Imagine walking from West Bay Park in Olympia to Percival Landing without ever leaving a waterfront trail. It could happen, but it is still a few years away. The city bought 17 acres on the west side of West Bay back in 2007 from the Port of Olympia and BNSF Railway. Now officials want to hear from the community on what should happen there next. So far, 4 acres across from Brawne Avenue Northwest has been developed into West Bay Park in partnership with local Rotary clubs. Thirteen acres south of the park stretching down to the Fifth Avenue Bridge remain closed. There will be a public meeting on the project from 6 to 8 p.m. Wednesday at the Olympia Center, 222 Columbia St. NW. There also will be an online survey posted Wednesday through Nov. 30 at olympiawa.gov/westbaypark. Abby Spegman reports. (Olympian)
Company that dumped acidic wastewater into Blaine’s sewer system pays for city park
An organic food producer that was fined thousands of dollars in November 2016 for disposing acidic wastewater into Blaine’s sewer treatment system will now help the city buy land to be used as a public park, and restore a streambank. Nature’s Path Foods, a Richmond B.C.-based company that produces organic granola, cookies and cereal, will spend approximately $29,800 on an environmental package that includes five projects to benefit the Cain Creek watershed. The environmental package settles Nature Path’s appeal of a 2016 Washington State Department of Ecology penalty for $22,000 and an order of compliance for the acidic wastewater that came from the company’s Blaine location, according to Ecology records. The settlement was reached in late October. Denver Pratt reports. (Bellingham Herald)
Decode monarch butterfly migration mysteries, and you could win $50,000
Monarch butterflies can mesmerize their audience. Just ask Eli Moreno, Tacoma entrepreneur and founder of startup co-working spaces Surge Tacoma and Union Club. Fifteen years ago, Moreno and his family were vacationing in Mexico. “We stopped by a monarch butterfly reserve where they spend winter, and we were just overwhelmed by the natural beauty,” Moreno said. “It was an incredible site, and we felt we were walking on sacred ground. We came back and decided as a family we personally wanted to help.” Moreno has been a board member with the Monarch Butterfly Fund for the past seven years. The fund has launched a contest that will award $50,000 to the winner of its international technology design challenge to find a tracking technology to aid in learning more about monarch butterfly migrations. Debbie Cockrell reports. (News Tribune of Tacoma)

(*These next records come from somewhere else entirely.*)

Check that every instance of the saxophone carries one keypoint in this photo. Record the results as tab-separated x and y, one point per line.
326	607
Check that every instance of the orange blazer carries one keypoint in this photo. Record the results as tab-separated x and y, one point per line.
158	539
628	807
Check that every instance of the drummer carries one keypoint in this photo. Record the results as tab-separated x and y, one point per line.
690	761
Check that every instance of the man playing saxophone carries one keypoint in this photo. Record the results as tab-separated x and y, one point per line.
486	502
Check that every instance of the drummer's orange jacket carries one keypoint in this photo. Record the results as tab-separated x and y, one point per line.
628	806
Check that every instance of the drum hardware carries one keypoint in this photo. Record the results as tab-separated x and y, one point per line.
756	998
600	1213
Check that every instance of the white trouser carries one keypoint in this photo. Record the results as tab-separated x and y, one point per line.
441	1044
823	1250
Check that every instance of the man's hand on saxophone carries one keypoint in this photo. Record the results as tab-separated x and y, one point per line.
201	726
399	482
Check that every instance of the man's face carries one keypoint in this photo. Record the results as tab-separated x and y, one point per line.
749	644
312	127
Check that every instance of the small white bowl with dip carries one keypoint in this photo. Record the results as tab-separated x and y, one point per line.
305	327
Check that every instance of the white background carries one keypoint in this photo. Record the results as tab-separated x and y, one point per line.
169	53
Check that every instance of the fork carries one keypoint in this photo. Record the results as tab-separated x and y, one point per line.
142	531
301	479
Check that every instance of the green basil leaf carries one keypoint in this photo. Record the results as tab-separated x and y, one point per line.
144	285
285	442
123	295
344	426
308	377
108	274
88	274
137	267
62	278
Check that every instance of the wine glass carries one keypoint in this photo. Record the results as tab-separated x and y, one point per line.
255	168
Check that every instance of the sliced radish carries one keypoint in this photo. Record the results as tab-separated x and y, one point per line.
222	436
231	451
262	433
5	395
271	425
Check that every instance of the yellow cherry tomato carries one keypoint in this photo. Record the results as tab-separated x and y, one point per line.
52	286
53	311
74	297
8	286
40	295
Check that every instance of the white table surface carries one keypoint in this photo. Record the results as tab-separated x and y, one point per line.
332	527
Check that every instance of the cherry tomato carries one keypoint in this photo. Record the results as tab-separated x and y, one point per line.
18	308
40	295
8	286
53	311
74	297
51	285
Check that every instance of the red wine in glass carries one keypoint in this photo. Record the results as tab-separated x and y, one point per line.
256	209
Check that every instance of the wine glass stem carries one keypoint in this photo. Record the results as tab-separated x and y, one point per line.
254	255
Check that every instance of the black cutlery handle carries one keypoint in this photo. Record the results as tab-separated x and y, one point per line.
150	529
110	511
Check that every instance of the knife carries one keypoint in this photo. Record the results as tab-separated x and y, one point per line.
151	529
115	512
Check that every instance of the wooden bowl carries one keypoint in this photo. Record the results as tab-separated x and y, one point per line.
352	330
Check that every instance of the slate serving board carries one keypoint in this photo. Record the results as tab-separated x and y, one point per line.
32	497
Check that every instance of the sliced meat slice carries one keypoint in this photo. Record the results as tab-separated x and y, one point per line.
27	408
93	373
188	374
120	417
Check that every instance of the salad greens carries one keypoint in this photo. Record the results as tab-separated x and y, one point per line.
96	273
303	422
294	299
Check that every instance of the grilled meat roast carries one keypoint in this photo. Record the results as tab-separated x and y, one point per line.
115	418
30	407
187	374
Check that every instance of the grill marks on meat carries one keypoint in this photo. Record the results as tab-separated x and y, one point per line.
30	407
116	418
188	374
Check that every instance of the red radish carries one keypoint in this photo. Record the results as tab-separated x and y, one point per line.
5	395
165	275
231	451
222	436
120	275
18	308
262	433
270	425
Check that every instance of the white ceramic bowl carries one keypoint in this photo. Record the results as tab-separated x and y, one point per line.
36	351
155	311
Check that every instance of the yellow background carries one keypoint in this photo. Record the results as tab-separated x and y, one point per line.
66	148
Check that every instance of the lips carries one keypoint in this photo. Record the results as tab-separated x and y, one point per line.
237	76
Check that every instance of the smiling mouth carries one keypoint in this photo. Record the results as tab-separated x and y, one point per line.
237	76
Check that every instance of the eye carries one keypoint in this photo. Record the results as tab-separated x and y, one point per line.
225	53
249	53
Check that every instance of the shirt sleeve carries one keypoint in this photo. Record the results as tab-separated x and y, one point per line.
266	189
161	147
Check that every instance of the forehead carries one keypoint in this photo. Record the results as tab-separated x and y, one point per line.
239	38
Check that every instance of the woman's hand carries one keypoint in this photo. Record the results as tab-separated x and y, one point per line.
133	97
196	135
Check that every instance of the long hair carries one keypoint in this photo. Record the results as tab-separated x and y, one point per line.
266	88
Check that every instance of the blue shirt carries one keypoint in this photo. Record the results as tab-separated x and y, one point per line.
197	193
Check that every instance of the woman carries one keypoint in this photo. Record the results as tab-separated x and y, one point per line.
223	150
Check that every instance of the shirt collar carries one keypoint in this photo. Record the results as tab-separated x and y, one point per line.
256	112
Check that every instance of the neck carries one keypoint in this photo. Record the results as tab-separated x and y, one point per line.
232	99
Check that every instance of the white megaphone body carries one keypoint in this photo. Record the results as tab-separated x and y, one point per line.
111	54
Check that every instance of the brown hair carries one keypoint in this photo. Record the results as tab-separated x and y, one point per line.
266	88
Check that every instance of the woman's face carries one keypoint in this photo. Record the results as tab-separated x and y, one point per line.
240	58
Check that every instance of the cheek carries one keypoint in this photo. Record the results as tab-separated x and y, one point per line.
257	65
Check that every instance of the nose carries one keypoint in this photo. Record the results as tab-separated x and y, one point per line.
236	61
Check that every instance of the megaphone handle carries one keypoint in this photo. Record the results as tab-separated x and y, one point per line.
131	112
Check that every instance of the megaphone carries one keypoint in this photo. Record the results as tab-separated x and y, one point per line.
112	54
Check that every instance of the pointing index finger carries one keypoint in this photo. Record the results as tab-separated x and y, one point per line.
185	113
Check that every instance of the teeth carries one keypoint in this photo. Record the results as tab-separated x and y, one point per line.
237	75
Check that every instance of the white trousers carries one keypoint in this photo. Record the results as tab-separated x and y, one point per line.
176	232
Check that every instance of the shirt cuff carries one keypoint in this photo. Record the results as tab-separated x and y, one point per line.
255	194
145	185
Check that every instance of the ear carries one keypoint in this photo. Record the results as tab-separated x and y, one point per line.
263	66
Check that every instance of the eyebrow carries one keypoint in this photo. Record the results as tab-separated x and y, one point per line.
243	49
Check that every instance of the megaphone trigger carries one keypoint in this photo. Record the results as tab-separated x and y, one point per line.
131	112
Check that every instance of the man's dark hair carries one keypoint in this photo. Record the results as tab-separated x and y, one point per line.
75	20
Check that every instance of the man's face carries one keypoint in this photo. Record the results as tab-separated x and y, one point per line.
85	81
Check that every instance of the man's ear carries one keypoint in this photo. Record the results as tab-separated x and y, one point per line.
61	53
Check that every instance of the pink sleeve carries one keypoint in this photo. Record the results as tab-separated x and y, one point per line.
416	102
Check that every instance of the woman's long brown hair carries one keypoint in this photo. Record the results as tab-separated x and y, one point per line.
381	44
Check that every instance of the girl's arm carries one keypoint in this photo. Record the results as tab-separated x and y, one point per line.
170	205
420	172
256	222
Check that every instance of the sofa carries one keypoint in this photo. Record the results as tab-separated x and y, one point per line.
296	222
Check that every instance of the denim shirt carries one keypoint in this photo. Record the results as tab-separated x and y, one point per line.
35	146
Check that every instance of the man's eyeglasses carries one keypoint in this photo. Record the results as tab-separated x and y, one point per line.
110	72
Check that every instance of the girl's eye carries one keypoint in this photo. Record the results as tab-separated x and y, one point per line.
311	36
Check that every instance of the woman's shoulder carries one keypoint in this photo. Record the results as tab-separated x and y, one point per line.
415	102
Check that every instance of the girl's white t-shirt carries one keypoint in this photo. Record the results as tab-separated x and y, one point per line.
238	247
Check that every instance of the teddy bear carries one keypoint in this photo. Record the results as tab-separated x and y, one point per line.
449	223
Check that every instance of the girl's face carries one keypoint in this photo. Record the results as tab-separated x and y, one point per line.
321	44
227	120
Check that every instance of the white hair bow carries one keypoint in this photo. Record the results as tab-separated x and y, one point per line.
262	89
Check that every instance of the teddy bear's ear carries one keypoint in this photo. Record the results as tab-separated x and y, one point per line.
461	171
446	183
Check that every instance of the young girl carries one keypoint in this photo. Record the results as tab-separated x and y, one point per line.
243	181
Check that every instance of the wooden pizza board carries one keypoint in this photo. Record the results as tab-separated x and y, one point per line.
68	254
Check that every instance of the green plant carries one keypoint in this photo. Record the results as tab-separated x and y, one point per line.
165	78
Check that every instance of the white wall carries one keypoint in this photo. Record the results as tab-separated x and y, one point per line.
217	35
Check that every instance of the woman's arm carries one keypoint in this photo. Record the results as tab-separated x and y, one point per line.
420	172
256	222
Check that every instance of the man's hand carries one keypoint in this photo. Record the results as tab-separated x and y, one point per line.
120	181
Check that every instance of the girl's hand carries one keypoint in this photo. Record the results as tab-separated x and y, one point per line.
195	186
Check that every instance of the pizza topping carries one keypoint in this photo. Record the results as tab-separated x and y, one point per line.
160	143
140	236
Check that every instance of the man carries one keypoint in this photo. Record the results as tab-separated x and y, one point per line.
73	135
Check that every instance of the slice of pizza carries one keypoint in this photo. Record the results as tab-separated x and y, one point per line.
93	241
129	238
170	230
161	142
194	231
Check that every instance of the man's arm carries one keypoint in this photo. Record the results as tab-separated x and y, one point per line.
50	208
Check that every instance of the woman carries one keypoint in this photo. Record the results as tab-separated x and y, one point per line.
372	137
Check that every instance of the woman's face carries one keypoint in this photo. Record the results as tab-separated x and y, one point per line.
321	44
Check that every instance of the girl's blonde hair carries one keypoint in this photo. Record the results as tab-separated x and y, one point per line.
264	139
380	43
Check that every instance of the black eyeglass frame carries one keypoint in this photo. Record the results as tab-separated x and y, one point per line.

The Odd Story Of How A NOAA Scientist Calculated A Giant Marlin's Age
For the first time, a scientist has been able to discern the age of a marlin by measuring radiocarbon levels stemming from nuclear bomb detonations in the mid-1950s. The 1,245-pound, 12-foot blue marlin caught in waters near Honolulu in 2009 was a peculiar find because most large marlins are caught around Kona, said Allen Andrews, a fisheries research biologist with the National Oceanic and Atmospheric Administration Fisheries division. Courtney Teague reports. (Honolulu Civil Beat)
Now, your tug weather--
West Entrance U.S. Waters Strait Of Juan De Fuca- 300 AM PST Wed Nov 15 2017
SMALL CRAFT ADVISORY IN EFFECT THROUGH LATE TONIGHT
TODAY E wind 15 to 25 kt. Wind waves 2 to 4 ft. SW swell 11 ft at 10 seconds. Rain in the morning then showers likely and a chance of tstms in the afternoon.
TONIGHT SE wind 15 to 25 kt becoming S 5 to 15 kt after midnight. Wind waves 2 to 4 ft subsiding to 2 ft or less. SW swell 9 ft at 10 seconds. Showers and a chance of tstms.